0
votes

Does anyone know if it is possible to calculate a weighted mean in R when values are missing, and when values are missing, the weights for the existing values are scaled upward proportionately?

To convey this clearly, I created a hypothetical scenario. This describes the root of the question, where the scalar needs to be adjusted for each row, depending on which values are missing.

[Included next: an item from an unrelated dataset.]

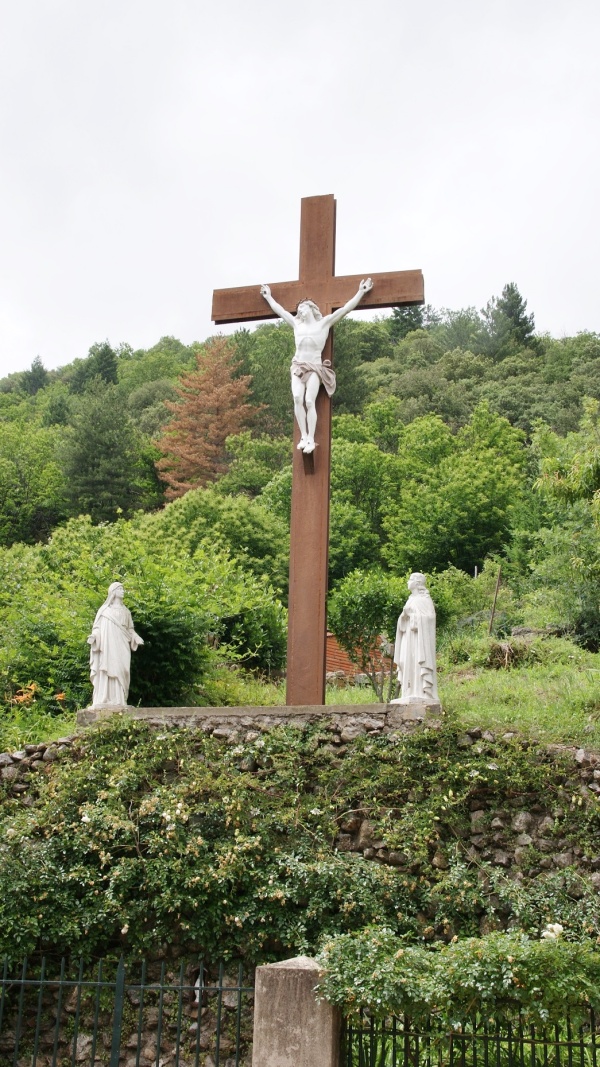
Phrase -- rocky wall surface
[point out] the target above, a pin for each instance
(519, 838)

Image: Weighted Mean Calculation

File: Weighted Mean Calculation in Excel

2
It's definitely possible to do in R. Try having a go yourself and posting some example code here where you run into problems. - Scransom
Thanks qqq. There are many similar samples of code in related questions, link, but it seems like most want to mutate, or replace with the mean, or replace with zero, when there is an N/A. Without being a burden and asking the same question, I thought it might be easier to show the explicit difference with my case, where I want to re-scale the remaining variables. I hadn't seen that elsewhere. And it might just be an obvious, short answer, by using na.rm. - milaske

2 Answers

1
votes

Using weighted.mean from the base stats package with the argument na.rm = TRUE should get you the result you need. Here is a tidyverse way this could be done:

library(tidyverse)
scores <- tribble(
 ~student, ~test1, ~test2, ~test3,
   "Mark",     90,     91,     92,
   "Mike",     NA,     79,     98,
   "Nick",     81,     NA,     83)

weights <- tribble(
  ~test,   ~weight, 
  "test1",     0.2, 
  "test2",     0.4,
  "test3",     0.4)

scores %>% 
  gather(test, score, -student) %>%
  left_join(weights, by = "test") %>%
  group_by(student) %>%
  summarise(result = weighted.mean(score, weight, na.rm = TRUE))
#> # A tibble: 3 x 2
#>   student   result
#>     <chr>    <dbl>
#> 1    Mark 91.20000
#> 2    Mike 88.50000
#> 3    Nick 82.33333
0
votes

The best way to post an example dataset is to use dput(head(dat, 20)), where dat is the name of a dataset. Graphic images are a really bad choice for that.
DATA.

dat <-
structure(list(Test1 = c(90, NA, 81), Test2 = c(91, 79, NA), 
    Test3 = c(92, 98, 83)), .Names = c("Test1", "Test2", "Test3"
), row.names = c("Mark", "Mike", "Nick"), class = "data.frame")

w <-
structure(list(Test1 = c(18, NA, 27), Test2 = c(36.4, 39.5, NA
), Test3 = c(36.8, 49, 55.3)), .Names = c("Test1", "Test2", "Test3"
), row.names = c("Mark", "Mike", "Nick"), class = "data.frame")

CODE.
You can use function weighted.mean in base package statsand sapply for this. Note that if your datasets of notes and weights are R objects of class matrix you will not need unlist.

sapply(seq_len(nrow(dat)), function(i){
    weighted.mean(unlist(dat[i,]), unlist(w[i, ]), na.rm = TRUE)
})